A 2nd Brigade, 1st Infantry Division soldier offers a final salute to Master Sgt. Jeffrey R. McKinney during a memorial service Wednesday in Schweinfurt, Germany. (Kevin Dougherty / S&S)

SCHWEINFURT, Germany — They said he led in every way possible, at home and on the frontlines of Iraq.

“I remember walking into his room one evening and it was sweltering hot,” Capt. Jacob E. White said in reference to Jeffrey R. McKinney, who died two weeks ago in Baghdad about a month after being promoted to master sergeant.

White was reciting the words of McKinney’s company commander, Capt. Jesse Greaves. Greaves remains downrange and couldn’t attend McKinney’s memorial ceremony Wednesday at Ledward Barracks chapel in Schweinfurt.

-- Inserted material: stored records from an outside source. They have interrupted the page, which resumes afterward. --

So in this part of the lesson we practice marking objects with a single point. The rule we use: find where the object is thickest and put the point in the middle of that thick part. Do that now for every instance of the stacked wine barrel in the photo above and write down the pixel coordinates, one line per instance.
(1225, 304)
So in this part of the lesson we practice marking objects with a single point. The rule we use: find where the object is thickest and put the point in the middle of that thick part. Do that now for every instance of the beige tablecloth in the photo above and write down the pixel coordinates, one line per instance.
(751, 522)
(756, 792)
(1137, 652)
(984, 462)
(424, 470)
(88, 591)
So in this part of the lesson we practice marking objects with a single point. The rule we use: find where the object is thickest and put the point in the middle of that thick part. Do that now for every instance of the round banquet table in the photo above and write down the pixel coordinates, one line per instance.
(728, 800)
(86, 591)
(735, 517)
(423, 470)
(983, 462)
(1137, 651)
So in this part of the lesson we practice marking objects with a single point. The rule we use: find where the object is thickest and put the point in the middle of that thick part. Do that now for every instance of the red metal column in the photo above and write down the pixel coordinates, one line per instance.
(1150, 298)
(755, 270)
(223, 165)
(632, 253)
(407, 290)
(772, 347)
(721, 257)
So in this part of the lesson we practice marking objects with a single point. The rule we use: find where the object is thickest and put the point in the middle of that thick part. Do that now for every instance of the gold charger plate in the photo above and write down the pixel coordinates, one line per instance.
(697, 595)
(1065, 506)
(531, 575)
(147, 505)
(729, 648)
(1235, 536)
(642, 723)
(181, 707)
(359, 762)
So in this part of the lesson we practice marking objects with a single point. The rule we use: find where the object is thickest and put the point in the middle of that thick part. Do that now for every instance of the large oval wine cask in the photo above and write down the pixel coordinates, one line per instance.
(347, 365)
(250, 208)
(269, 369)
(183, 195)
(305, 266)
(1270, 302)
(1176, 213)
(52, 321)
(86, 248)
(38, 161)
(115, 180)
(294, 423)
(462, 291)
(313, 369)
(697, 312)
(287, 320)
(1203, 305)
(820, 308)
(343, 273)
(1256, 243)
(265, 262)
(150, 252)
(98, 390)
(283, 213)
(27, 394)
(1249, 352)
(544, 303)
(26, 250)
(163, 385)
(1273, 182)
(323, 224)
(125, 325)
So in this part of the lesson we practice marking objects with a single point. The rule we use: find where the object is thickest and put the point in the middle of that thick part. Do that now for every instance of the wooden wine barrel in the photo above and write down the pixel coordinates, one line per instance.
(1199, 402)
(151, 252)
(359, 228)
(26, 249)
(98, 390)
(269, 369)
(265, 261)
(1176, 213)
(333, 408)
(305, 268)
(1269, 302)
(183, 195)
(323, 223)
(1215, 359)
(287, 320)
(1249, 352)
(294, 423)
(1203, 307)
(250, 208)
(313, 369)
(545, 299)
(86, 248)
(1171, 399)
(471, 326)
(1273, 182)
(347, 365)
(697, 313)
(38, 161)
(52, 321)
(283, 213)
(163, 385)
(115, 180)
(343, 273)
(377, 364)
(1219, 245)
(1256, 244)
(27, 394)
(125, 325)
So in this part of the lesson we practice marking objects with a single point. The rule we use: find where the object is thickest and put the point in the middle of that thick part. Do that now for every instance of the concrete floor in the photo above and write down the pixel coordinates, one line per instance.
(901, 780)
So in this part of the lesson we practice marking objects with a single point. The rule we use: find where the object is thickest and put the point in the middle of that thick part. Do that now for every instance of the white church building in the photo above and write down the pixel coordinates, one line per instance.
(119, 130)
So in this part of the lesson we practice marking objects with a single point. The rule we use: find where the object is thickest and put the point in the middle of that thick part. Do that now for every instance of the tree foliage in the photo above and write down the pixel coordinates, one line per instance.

The “room” was McKinney’s hooch, and as anyone who has ever been to Iraq for any length of time knows, the summers can be beyond brutal.

“I said to him, ‘You know, that air conditioner in the window works,’ ” Greaves’ story went. “First sergeant said, ‘Sir, there are soldiers in this building with no AC. Mine stays off till theirs comes on.’ I went back to my room and turned mine off after that.”

McKinney, 40, died July 11 in Baghdad of what the Defense Department characterized a few days later as “a noncombat related incident.” Since then, the Army has stated he was felled by a gunshot wound, but little else has been released.

Army officials in Schweinfurt this week would only say the incident is under investigation.

Based on what was said at his memorial ceremony Wednesday, McKinney was an exemplary and dedicated soldier, a role model. A 19-year-veteran, he had just been tabbed to serve as the first sergeant for Company A, 1st Battalion, 26th Infantry Regiment, 2nd Brigade, 1st Infantry Division.

One day, three weeks before McKinney’s death, Greaves noticed his first sergeant on his knees scrubbing blood off a patch of concrete. One of McKinney’s soldiers had just been struck by a roadside bomb in Kadhimiya, a northern neighborhood of Baghdad.

Other soldiers were in the vicinity, too, picking up pieces of the wreckage, but McKinney caught Greaves’ attention.

“When I asked him what he was doing, his answer was simple,” Greaves recounted in remarks first uttered a week ago at a memorial service in Taji, Iraq. “He said, ‘I’m not leaving any part of him here. He deserves better than that.’

“I had no idea that I would find myself doing the same thing three weeks later (for McKinney).”

There were other poignant remembrances, especially by his good buddy, 1st Sgt. Kevin Floyd, who called McKinney a “kind- hearted human being.”

McKinney, of Garland, Texas, is survived by a wife and two sons.